Não que essa conexão seja inédita da série, já que nos quadrinhos o pai de Smith foi comandante de um campo de concentração e aparecia para o filho como uma alucinação vestindo a farda nazista. Porém, ao invés de jogar seguro e colocar um grande vilão na longínqua Segunda Guerra Mundial, a série o apresenta no contexto atual em que o extremismo tomou conta da política norte-americana (e mundial, por que não?).
Mas o pai do Pacificador ficará para o futuro, já que a própria série se despede dele sendo adorado por supremacistas na cadeia. Enquanto isso o Pacificador estava cuidando de problemas maiores na casa de um senador da república. Após tomar uma bela surra do obscuro vilão Mestre Judoca, o herói e seu inusitado parceiro Vigilante (Freddie Stroma) se unem aos espiões para derrubar um político ligado ao tal “Projeto Borboleta”.
Apesar de não sabermos exatamente do que se trata, essa nova missão joga o Pacificador direto no lado mais bizarro do universo dos super-heróis. Apesar de inicialmente parecer uma série mais “pé no chão”, a apresentação de alienígenas com formato de inseto que controlam seres humanos nos lembra que esse ainda é o Universo DC povoado por alienígenas, semideuses e estrelas-do-mar gigantescas.
Nesse sentido, o texto também vai fazer a alegria dos fãs da editora ao metralhar referências que vão desde o universo cinematográfico até os cantos mais obscuros das HQs. James Gunn sabe exatamente como os leitores ficarão felizes com uma mera citação ao Bat-Mirim, mas não torna esse o centro da história.
O mesmo pode ser dito sobre o fator violência da produção, que aparece em doses cavalares como a de O Esquadrão Suicida.
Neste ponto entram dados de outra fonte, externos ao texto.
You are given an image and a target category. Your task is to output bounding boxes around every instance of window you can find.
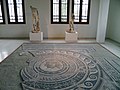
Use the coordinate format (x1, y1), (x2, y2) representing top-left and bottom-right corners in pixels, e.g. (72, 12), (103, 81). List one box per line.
(51, 0), (69, 24)
(72, 0), (90, 24)
(6, 0), (25, 24)
(51, 0), (90, 24)
(0, 0), (5, 24)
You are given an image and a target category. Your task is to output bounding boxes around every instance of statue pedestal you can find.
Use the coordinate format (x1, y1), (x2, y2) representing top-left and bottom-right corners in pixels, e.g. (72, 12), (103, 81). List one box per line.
(65, 32), (78, 42)
(29, 32), (43, 41)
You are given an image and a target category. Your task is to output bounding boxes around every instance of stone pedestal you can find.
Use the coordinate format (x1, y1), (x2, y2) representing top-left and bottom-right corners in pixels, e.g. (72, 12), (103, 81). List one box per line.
(65, 32), (78, 42)
(29, 32), (43, 41)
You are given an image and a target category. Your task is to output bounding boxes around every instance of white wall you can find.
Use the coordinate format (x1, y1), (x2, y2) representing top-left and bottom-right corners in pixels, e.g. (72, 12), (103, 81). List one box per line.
(107, 0), (120, 42)
(0, 0), (99, 38)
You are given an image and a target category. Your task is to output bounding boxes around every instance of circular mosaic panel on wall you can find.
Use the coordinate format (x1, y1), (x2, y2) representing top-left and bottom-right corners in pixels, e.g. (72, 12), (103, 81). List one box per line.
(21, 50), (101, 90)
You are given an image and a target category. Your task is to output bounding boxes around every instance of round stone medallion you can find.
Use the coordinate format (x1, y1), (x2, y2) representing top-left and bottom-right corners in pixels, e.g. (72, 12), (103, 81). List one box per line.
(21, 50), (100, 90)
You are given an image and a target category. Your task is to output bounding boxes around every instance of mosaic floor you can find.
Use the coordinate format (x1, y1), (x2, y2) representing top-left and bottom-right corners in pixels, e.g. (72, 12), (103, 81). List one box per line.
(0, 43), (120, 90)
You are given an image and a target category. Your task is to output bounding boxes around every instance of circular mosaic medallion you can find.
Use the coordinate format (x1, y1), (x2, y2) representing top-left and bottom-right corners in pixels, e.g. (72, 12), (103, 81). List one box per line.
(21, 50), (100, 90)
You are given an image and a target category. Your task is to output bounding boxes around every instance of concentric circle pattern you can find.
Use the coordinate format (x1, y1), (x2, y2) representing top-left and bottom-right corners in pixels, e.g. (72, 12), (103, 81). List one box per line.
(21, 50), (100, 90)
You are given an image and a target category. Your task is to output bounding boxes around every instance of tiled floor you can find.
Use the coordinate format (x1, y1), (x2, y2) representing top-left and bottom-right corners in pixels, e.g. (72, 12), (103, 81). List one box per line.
(0, 39), (120, 62)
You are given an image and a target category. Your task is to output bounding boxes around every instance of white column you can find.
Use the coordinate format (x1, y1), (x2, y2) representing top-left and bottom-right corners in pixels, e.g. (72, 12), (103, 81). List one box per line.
(96, 0), (110, 43)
Porém, mais do que no filme, aqui o recurso é usado com mais autoconsciência ao mostrar como a exposição indiscriminada a esse tipo de conteúdo sem um mínimo de responsabilidade pode tornar os jovens tão alienados e patéticos quanto o Vigilante – uma clara paródia aos fanboys que adorariam vestir uma fantasia e bancar o Justiceiro por aí.
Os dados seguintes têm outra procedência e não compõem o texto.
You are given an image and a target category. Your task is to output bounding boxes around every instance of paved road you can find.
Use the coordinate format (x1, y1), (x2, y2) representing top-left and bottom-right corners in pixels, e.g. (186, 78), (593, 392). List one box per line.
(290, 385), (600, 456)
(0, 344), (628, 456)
Essa sátira complementa bem o humor quase mórbido que permeia a produção. Nesse sentido a presença de Adebayo e da própria águia Eagly servem quase como um respiro por trazerem um tipo diferente de riso à mesa, que ao mesmo tempo complementa e quebra o azedume absurdista das situações mostradas na produção.
Com um começo intenso e cheio da ação empolgada e diálogos afiados que se tornaram assinatura de James Gunn, Peacemaker tem tudo para ganhar um espacinho no coração dos fãs. Sem vergonha do lado mais esquisito e fantasioso dos super-heróis, a produção conta com um texto afiado e um elenco competente o suficiente para inaugurar uma nova era de séries da DC.